Finally, in this section, Kasper confronts theodicy, the age old question: How can a merciful, loving God permit so much suffering. Kasper examines the many intellectual proposals to resolve this conundrum but chastises us against putting too much confidence in our modern ideas at the expense of biblical understanding:

The Bible is not familiar with the modern issue of theodicy or anthropodicy. The Bible does not proceed from a postulate; it proceeds from the primordial experience of Israel, which was also the experience of the first Christians, namely, the fidelity of God in difficult and humanly hopeless situations, a fidelity that was experienced anew in history over and over again.” Again, we have recourse to the story of Job and his friends. The experience of suffering does not call forth a postulate, a neat and tidy explanation that we humans can devise and, just so, manipulate to our own purposes. The experience of suffering, like the experience of love which is the obverse side of the coin of suffering, calls forth faith. We confess ourselves as Christians, believers in Him who came but will come again, and for whose coming we wait in faith. “Such hopeful certainty and serenity is not theoretical, like what is found in the different proposals for a theodicy. It is an assertion and disposition of faith, of which we can speak only in the same way as the psalms, namely, as a lament and plea for mercy and also as praise-exalting doxology of God’s infinite mercy…..[The psalms] are statements of hope, which are convincing only in faith and which will remain foreign to non-believers. Even for Christians in difficult situations, they do not trip easily over the lips….We must practice mercy. That is the only persuasive answer we can give….Hope for the coming of the salvation that is still pending is not a vacuous longing and an empty promise. It gives light and strength here and now. We are in this world, not as if we are sitting in the waiting room of eternity, waiting only until the door to life opens. Hope is an active force and an activating power. The experience of divine mercy encourages and obliges us to become witnesses of mercy and to deploy on behalf of mercy in the world.

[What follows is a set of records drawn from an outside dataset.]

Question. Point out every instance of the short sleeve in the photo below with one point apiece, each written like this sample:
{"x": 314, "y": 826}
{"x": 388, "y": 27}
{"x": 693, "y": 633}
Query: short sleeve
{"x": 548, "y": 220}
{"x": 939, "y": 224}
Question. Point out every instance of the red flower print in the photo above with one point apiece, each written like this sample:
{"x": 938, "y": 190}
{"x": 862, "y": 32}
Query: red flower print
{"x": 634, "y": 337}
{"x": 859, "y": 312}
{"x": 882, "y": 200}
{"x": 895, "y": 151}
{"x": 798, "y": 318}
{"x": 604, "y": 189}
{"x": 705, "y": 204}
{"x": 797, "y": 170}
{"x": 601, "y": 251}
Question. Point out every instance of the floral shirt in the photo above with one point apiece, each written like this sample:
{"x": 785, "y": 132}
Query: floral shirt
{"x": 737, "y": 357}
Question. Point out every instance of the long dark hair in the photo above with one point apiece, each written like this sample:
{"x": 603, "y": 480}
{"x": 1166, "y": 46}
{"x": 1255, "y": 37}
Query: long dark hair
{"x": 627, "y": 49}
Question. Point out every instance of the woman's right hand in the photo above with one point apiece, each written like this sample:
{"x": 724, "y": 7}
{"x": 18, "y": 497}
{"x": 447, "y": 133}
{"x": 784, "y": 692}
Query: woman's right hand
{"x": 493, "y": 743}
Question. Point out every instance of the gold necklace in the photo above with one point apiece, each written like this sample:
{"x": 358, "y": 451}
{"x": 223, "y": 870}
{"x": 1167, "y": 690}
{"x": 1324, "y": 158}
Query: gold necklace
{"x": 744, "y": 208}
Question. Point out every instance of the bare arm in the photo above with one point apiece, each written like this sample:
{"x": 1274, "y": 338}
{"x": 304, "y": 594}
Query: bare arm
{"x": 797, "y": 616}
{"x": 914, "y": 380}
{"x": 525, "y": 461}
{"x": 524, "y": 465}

It is in passages such as this that we can easily see why Pope Francis said “This book has done me so much good.” The Catholic world will look to the Synod Fathers not for answers so much as for mercy, not an easy relaxing of the rules, but a divinely inspired accompaniment of men and women and children whose families are broken or challenged, for hope in the face of despair. This is not an intellectual enterprise, although the intellect must play its part. It is existential: Do we really believe what the Bible tells us about God’s mercy? And, if so, how then should the Church minister to a broken world?